Monday, March 09, 2015

Implementing a Functor instance

Summary: Implementing a Functor instance is much easier than implementing a Monad instance, and can turn out to be quite useful.

Haskell forces all programmers to understand some details of the Monad typeclass to do basic IO, but currently nothing forces people to learn the Functor typeclass. However, Functor is much simpler than Monad, and all Monads must be Functors, so thinking more about Functor can be a nice route to understanding Monad better.

An intuitive description of a functor is:

A container whose contents can be replaced, without changing the shape of the container.

Some example functors include lists and Maybe. Both contain values, and you can replace the values inside them. In fact, most types with a single type parameter can be made functors. For example, in CmdArgs I define something similar to:

data Group a = Group {groupUnnamed :: [a], groupNamed :: [(String, [a])]}

This Group structure contains a values inside it. Sometimes it is useful to transform all the underlying a values, perhaps to a different type. The Functor instance has a single member:

fmap :: Functor f => (a -> b) -> f a -> f b

For the above type, we instantiate f to Group so we get:

fmap :: (a -> b) -> Group a -> Group b

We can implement fmap by applying f to every a value inside Group:

instance Functor Group where
    fmap f (Group a b) = Group (map f a) [(x, map f y) | (x,y) <- b]

Note in particular that Group is usually written Group a, but in the instance declaration we're omitting the a, to say Group itself (without any arguments) is a functor. Providing insufficient type arguments like that makes Functor a higher-kinded type class, in contrast to those like Eq or Ord which would have been on Group a.

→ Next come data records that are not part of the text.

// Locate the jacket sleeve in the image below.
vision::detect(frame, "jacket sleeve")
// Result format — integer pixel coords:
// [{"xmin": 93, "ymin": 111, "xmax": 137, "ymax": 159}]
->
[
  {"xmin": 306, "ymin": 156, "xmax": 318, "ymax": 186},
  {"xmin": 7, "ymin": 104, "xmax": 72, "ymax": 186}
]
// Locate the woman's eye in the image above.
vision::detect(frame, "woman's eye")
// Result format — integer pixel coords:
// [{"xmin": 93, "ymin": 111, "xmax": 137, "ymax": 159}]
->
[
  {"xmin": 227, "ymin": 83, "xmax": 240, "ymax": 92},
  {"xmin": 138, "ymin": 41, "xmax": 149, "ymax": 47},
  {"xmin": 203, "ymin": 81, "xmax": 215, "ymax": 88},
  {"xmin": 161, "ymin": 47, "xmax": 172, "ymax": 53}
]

When implementing fmap the type checker eliminates most bad implementations, so the only law you need to think about is that fmap id = id - given the identity function, the value shouldn't change. We can show this law for Group with:

Group a b = fmap id (Group a b)
-- inline fmap
Group a b = Group (map id a) [(x, map id y) | (x,y) <- b]
-- map id x ==> x
Group a b = Group a [(x, y) | (x,y) <- b]
-- simplify list comprehension
Group a b = Group a b
-- equal

In fact, the function map is just fmap specialised to [], so the rule map id x ==> x is just applying the fmap id = id law on lists. From this law, we can derive the additional law that:

fmap (f . g)  ==  fmap f . fmap g

Both these laws can serve as the basis for optimisation opportunities, reducing the number of times we traverse a value, and GHC exploits these laws for the list type.

In general, most data types that take a type parameter can be made functors, but there are a few common exceptions:

  • You have a value on the left of an arrow – for example data Foo a = Foo (a -> Int) cannot be made a functor, since we have no way to change the incoming b back to an a.
  • You have an invariant relating the structure and the elements. For example data OrdList a = Nil | Gt a (OrdList a), where all functions on OrdList have an Ord context, and OrdList is exported abstractly. Here the functor would break the abstraction.
  • You require an instance for the element type, e.g. Data.Vector.Storable requires a Storable instance to create a vector, which Functor does not allow.

The name functor may sound scary, or confusing to C++ programmers (who accidentally say functor to mean function) – but they are a nice simple abstraction.


Carlo Hamalainen said...

Is this a legit way to formally show that Foo doesn't have a Functor instance?

Suppose that the Functor instance for Foo does exist:

instance Functor Foo where
fmap :: (a -> b) -> Foo a -> Foo b
fmap f (Foo g) = Foo (\b -> undefined)

By parametricity the function (\b -> undefined) has to work for
any types a and b. If b is the unit (), then the definition of fmap
is forced to be a constant, say

fmap f (Foo g) = Foo (\b -> 42)

Then identity law fmap id = id breaks:

foo = Foo id

lhs = fmap id foo == Foo (\b -> 42)
rhs = id foo == Foo (\b -> b)

Applying the function f where Foo f = lhs gives 42, while the rhs gives 0,
a contradiction.

Is the "By parametricity" bit correct?

Neil Mitchell said...

Carlo: My guess is the "by parametricity" bit is wrong, but if you say "by Theorems for Free" then it becomes correct - but that's only a guess. Certainly your intuition seems reasonable.